The writer reels under the unceasing violence of a society run amok and besieged by tormentors whom it has seemed to invite to their terrible task. Masochism at a civilizational level might not be too harsh a description of the conduct that Habakkuk laments.

Anticipating modern inquiry into ‘divine absence’, Habakkuk wonders aloud how YHWH can remain silent in the face of unrelenting calamity. Although YHWH responds to this prophet’s plea, he does not appear in the prescribed manner. All is not suddenly set right with the whoosh of the deity’s arrival on the scene.

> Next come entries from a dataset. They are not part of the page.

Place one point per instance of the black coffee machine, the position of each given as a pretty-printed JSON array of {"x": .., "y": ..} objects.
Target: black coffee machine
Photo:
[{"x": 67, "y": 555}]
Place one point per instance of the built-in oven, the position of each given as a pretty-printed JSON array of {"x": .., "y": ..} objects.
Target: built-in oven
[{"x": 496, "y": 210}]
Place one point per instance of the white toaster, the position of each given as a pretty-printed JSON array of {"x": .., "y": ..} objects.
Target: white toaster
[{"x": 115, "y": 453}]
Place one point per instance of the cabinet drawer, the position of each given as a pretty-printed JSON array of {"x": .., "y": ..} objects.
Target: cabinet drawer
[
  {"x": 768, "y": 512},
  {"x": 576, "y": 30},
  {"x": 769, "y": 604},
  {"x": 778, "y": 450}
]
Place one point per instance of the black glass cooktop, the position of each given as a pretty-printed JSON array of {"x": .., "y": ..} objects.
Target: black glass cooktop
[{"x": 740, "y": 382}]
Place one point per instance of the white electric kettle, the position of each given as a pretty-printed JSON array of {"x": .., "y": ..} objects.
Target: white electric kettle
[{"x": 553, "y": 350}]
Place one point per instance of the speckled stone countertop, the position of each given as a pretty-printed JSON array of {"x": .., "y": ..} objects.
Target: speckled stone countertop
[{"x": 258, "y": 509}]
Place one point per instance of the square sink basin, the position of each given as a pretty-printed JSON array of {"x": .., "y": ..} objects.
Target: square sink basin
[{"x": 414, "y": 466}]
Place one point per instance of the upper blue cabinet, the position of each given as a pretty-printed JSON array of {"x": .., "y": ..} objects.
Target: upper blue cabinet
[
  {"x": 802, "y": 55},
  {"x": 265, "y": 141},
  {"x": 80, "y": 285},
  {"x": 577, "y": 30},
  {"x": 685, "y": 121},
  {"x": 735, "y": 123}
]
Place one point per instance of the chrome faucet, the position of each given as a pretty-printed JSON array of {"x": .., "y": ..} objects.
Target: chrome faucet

Yet neither is Habakkuk’s complaint left untouched as an adequate description of what is really going on.

In the end, the book credits Habakkuk with an extraordinary declaration.

Though the fig tree does not blossom, and no fruit is on the vines; though the produce of the olive fails and the fields yield no food; though the flock is cut off from the fold and there is no herd in the stalls, yet I will rejoice in the LORD; I will exult in the God of my salvation. GOD, the Lord, is my strength; he makes my feet like the feet of a deer, and makes me tread upon the heights. (Habakkuk 3:17-19 NRSV)

In famine and disappointment, the prophet discovers the capacity to praise his unresponsive God. And in this, he finds strength.